Laboratory of Molecular Biophysics


Director Toshimichi FUJIWARA
Associate Professor Yoh MATSUKI
Assistant Professor Ayako EGAWA
Toshihiko SUGIKI
Kenichi HARADA
Technical Staff Naoyuki ABE



Tel 81-6-6879-8598
Fax 81-6-6879-8599


We are studying the structure and function of the biological macromolecular systems mainly by using nuclear magnetic resonance (NMR). NMR provides information on the protein structure and dynamics at work with atomic resolution. Taking this advantage, we can understand biological activities for energy conversion and signal transduction systems. Since proteins play key roles through the intermolecular interactions in complex systems such as cells and supramolecules, we are also developing state-of-art solution and solid-state NMR methodologies including isotope-labeled sample preparation techniques and NMR bioinformatics. One of our programs for high-resolution solid-state NMR features high-field dynamic nuclear polarization (DNP) at cryogenic temperatures for a 10000-fold signal enhancement by using high-intensity terahertz light source, gyrotron.

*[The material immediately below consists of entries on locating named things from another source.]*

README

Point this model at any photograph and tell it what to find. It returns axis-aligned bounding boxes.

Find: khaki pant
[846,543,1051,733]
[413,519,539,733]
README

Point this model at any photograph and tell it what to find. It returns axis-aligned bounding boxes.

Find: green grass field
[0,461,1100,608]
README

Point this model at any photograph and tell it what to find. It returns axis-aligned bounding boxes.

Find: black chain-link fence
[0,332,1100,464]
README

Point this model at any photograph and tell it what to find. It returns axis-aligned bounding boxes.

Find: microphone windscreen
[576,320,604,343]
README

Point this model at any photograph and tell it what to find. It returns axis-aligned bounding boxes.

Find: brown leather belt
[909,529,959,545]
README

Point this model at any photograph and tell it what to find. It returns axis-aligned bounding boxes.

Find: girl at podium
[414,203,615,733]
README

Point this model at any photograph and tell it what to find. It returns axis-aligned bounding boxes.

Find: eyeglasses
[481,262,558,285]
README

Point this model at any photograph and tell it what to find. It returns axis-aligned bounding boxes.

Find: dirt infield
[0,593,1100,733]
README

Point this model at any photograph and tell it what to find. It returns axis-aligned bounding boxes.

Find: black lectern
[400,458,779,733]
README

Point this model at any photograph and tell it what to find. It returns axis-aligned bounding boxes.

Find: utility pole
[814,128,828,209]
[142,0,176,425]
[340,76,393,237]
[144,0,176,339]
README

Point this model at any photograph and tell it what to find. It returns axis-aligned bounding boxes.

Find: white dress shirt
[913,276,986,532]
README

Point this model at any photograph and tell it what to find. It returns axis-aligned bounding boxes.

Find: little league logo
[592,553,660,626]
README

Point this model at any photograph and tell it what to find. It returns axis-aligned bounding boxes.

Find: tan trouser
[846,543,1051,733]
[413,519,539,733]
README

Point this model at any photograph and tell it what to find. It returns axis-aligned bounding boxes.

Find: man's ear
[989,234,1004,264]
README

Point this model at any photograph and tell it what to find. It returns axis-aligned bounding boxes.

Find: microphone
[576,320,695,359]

Fig. 1: NMR magnet for 600-MHz solid-state NMR on the left and 395-GHz gyrotron for high-intensity light source of terahertz-wave on the right. Hyperpolarization generated with these instruments increases the NMR sensitivity of proteins. This DNP-NMR spectrometer was developed in Institute for Protein Research. (Ref. 3)
Fig. 2: 1H-13C HSQC spectra of methylated ubiquitin and methylated ubiquitin interacting with protein YUH1 shown on the left. Ubiquitin and YUH1 are shown in the complex (1CMX) by the ribbon and surface representation, respectively. Larger and smaller chemical shift changes are colored red and gray, respectively. This simple post-methylation method gives strong CH3 NMR signals for detecting the protein interactions. (Ref. 1)
Fig. 3: Automatic solid-state NMR structural analysis of protein. 13C-NMR spectra of proteins in solids often show unresolved signals. Our spectral fitting softwane RESPLS enables chemical shift assignments and secondary structure prediction based on the databases PDBj and BMRB. This method simplifies the structural analysis by providing reliable information even for lyophilized states. (Ref. 2)


Current Research Programs

  1. Structure, interaction and function of protein systems as revealed by NMR
  2. Solution and solid-state NMR for cellular and supramolecular systems
  3. Development of high-resolution NMR using hyper-polarized spins


  1. Utilization of lysine 13C-methylation NMR for protein-protein interaction studies. Hattori Y, Furuita K, Ohki I, Ikegami T, Fukada H, Shirakawa M, Fujiwara T, Kojima C (2013) J. Biomol. NMR 55, 19-31.
  2. Secondary Structural Analysis of proteins based on 13C chemical shift assignments in unresolved solid-state NMR spectra enhanced by fragmented structure database, Ikeda K, Egawa A, Fujiwara T (2013) J. Biomol. NMR 55, 189-200.
  3. Helium-cooling and -spinning dynamic nuclear polarization for sensitivity-enhanced solid-state NMR at 14 T and 30 K, Matsuki Y, Ueda K, Idehara T, Ikeda R, Ogawa I, Nakamura S, Toda M, Anai T, Fujiwara T (2012) J. Magn. Reson. 225, 1-9.
  4. 14-3-3 proteins act as intracellular receptors for rice Hd3a florigen, Taoka K, Ohki I, Tsuji H, Furuita K, Hayashi K, Yanase T, Yamaguchi M, Nakashima C, Purwestri YA, Tamaki S, Ogaki Y, Shimada C, Nakagawa A, Kojima C, Shimamoto K (2011) Nature 476, 332-335.